# Allentown PA Near Airport



## MatthewG

Need help by the airport 3 commercial properties

Subcontract or payroll really need some good shovelers

PM me


----------



## mike6256

Sent ya a message.


----------



## MatthewG

Never got the message mike, hit me up 610 393 8363 or 610 597 5002


----------



## lilweeds

Try JRT Lawn. I forget the number, but there good guys to work with. If you get any leads in Berks let me know. I'll through anything I can towards you up that way.


----------



## MatthewG

lilweeds;1295265 said:


> Try JRT Lawn. I forget the number, but there good guys to work with. If you get any leads in Berks let me know. I'll through anything I can towards you up that way.


How about Kutztown University?? Probably closer for me than you coming from reading?


----------



## havenlax18

Still need help, any updates?


----------



## MatthewG

havenlax18;1297086 said:


> Still need help, any updates?


Everything is bid and I spoke with a few local guys.

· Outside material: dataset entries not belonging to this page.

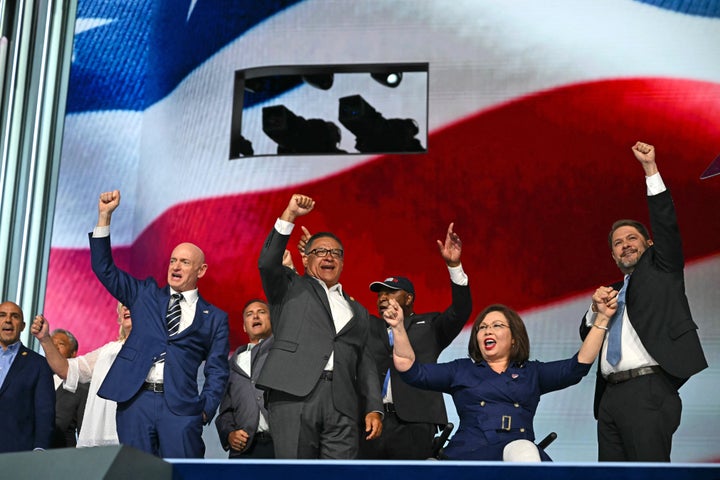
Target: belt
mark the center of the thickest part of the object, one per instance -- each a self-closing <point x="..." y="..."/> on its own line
<point x="389" y="408"/>
<point x="153" y="387"/>
<point x="626" y="375"/>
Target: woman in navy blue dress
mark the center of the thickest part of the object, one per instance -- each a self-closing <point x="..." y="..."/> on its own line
<point x="497" y="390"/>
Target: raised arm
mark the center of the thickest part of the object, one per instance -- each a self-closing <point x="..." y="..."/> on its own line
<point x="605" y="302"/>
<point x="403" y="354"/>
<point x="40" y="329"/>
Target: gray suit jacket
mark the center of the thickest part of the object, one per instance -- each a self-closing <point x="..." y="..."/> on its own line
<point x="305" y="337"/>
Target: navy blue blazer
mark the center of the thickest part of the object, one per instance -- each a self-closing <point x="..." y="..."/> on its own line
<point x="494" y="408"/>
<point x="205" y="340"/>
<point x="27" y="404"/>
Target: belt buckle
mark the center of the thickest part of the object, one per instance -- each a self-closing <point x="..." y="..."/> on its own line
<point x="506" y="423"/>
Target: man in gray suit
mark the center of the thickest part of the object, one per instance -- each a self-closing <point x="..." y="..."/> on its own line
<point x="320" y="373"/>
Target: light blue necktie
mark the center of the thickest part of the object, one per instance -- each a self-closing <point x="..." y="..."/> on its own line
<point x="615" y="334"/>
<point x="387" y="374"/>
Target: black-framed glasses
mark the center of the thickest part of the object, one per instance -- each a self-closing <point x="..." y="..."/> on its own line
<point x="496" y="327"/>
<point x="323" y="252"/>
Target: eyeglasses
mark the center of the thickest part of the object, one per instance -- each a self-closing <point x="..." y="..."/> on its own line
<point x="323" y="252"/>
<point x="496" y="327"/>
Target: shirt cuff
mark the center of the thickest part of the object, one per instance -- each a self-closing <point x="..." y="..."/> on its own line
<point x="655" y="185"/>
<point x="101" y="232"/>
<point x="458" y="276"/>
<point x="284" y="227"/>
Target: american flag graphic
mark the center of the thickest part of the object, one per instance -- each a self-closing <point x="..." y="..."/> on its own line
<point x="532" y="110"/>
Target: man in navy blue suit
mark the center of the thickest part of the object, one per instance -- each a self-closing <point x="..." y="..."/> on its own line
<point x="154" y="377"/>
<point x="27" y="394"/>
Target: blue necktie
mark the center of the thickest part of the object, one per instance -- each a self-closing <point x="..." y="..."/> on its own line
<point x="615" y="334"/>
<point x="387" y="374"/>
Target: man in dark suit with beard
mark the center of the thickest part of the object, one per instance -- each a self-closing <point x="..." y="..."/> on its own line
<point x="652" y="346"/>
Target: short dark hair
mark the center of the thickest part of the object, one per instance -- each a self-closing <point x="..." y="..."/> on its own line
<point x="520" y="351"/>
<point x="626" y="222"/>
<point x="73" y="341"/>
<point x="311" y="240"/>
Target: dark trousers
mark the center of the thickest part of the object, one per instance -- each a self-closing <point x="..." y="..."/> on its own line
<point x="146" y="423"/>
<point x="261" y="447"/>
<point x="637" y="419"/>
<point x="400" y="440"/>
<point x="310" y="426"/>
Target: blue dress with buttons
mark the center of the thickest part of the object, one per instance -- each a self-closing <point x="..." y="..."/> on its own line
<point x="494" y="408"/>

I dont know if your gonna make the drive from bucks county up to the LV in a snow storm.

I also bid a large lot by kutztown university and possibly may need help by rt 100/78 if I get that also


----------



## bechbru2

i would have a skid loader near kutztown if you are interested


----------



## MatthewG

I believe kutztown is covered, but the airport and even trexlertown may be a different story.


----------